尽管不想承认,可柳知微嫉妒自己的大哥,这是事实。
柳知越素日事忙,与兄弟们相比,其实较少与江寻同房,频率甚至不及市场在外的柳知暖。柳知微毕竟占有先机,有恃无恐惯了,时常凭借与江寻的情谊哄骗着偷吃,饶是如此,江寻还是一胎接着一胎给柳知越生孩子。
这让柳知微如何自处?
他要是能心平气和,他就不是柳知微了。
卧室里拉上了厚重的遮光帘,床头的小夜灯开到了最柔和的一档,床头柜上搁着一个小巧的香炉,镂空鎏金的样式,煞是好看,里头正袅袅婷婷地燃烧着具有安神功效的香篆。
江寻陷在如云朵般蓬松柔软的被子里,双目紧闭,正在做梦。睡梦里,他的呼吸并不平稳也不绵长,看样子做梦中场景不合心意。
忽而,他的眼皮开始剧烈颤动,似乎即刻就要脱离梦魇的束缚,可被那轻飘飘的几缕烟一扰,却是无论如何都醒不过来了。
又是这种感觉,和他与柳知微厮混那天的早上异曲同工,他并非完全没有意识,只是感知外界的能力变得很虚弱,偶尔几个画面也是断断续续,能传递给他的外界信息实在有限。
……
再次醒来的时候,外面天光已经大亮,窗帘开了一块儿,床沿上坐着柳知微。
江寻心尖发麻,但在这样的时刻表现得却出奇地镇定,镇定得不像他自己:“阿微,现在是什么时候了?”
柳知微抄着他的腰把他扶起来一点:“早上九点多,哥哥你睡了得有十五六个小时了,再不醒我就得强行把你叫起来了。
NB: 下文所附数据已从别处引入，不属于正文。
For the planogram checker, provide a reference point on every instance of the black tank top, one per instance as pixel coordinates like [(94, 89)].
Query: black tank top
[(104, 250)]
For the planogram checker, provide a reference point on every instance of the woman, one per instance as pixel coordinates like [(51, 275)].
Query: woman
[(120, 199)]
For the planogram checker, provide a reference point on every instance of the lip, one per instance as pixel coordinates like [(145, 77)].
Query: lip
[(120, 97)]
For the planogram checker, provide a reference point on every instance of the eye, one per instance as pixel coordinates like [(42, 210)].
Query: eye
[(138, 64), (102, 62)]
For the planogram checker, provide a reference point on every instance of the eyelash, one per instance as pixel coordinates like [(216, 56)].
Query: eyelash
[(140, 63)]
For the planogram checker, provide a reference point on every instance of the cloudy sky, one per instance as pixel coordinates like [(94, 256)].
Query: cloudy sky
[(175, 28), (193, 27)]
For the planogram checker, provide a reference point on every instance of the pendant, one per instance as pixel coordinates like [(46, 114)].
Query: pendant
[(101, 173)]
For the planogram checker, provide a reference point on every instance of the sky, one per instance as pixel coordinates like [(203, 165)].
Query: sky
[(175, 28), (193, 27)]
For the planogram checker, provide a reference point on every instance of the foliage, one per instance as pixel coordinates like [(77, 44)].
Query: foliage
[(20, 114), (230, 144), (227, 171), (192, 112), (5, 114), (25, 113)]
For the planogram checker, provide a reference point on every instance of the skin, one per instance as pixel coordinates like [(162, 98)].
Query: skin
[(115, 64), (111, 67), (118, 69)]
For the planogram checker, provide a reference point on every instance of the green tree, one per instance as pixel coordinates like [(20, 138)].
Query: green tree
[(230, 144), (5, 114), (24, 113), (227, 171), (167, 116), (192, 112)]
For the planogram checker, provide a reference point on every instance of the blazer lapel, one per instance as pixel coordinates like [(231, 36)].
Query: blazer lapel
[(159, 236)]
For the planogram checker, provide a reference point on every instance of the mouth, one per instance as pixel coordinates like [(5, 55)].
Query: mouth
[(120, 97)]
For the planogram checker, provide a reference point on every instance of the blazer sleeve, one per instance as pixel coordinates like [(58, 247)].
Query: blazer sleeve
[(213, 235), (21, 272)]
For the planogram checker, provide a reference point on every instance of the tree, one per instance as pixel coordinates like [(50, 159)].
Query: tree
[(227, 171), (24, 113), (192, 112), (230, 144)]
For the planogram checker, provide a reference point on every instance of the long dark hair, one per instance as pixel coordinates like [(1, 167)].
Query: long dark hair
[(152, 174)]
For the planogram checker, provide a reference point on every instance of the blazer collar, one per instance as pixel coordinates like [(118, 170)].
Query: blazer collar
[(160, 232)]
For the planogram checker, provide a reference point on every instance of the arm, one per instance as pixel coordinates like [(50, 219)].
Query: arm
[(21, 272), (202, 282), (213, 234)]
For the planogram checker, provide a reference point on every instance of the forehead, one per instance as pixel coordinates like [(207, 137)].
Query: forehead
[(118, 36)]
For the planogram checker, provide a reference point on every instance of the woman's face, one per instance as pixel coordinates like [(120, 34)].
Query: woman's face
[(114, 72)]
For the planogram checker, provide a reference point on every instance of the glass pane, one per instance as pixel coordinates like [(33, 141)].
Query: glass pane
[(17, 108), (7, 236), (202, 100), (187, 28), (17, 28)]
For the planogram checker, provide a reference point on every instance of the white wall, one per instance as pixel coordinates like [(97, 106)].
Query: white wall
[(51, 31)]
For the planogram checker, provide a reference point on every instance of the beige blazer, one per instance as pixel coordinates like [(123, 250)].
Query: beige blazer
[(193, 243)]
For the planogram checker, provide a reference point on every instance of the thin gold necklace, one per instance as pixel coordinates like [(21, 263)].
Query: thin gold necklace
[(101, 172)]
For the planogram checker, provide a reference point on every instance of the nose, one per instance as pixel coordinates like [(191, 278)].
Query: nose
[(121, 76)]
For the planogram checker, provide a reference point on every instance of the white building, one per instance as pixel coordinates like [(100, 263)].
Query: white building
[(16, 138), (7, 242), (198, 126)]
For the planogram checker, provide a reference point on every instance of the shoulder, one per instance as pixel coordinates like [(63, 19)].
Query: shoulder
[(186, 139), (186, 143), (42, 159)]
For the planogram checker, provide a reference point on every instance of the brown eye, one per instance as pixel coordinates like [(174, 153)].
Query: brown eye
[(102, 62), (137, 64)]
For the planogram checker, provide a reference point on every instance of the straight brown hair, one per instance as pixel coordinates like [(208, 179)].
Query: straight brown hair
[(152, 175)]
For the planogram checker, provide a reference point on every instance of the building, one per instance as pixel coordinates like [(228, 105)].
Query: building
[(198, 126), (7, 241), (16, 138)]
”
江寻勉强坐正了一点,一扫周围,不远处的沙发上,端坐着柳知越。
工作日他好端端地待在家里,本来就是很不寻常的一件事了,更何况就这么好端端地守在江寻跟前。换作以前,江寻肯定不会多想什么,但今时不同往日,在看到柳知越的那一瞬间,他的身体便不自觉地紧绷了。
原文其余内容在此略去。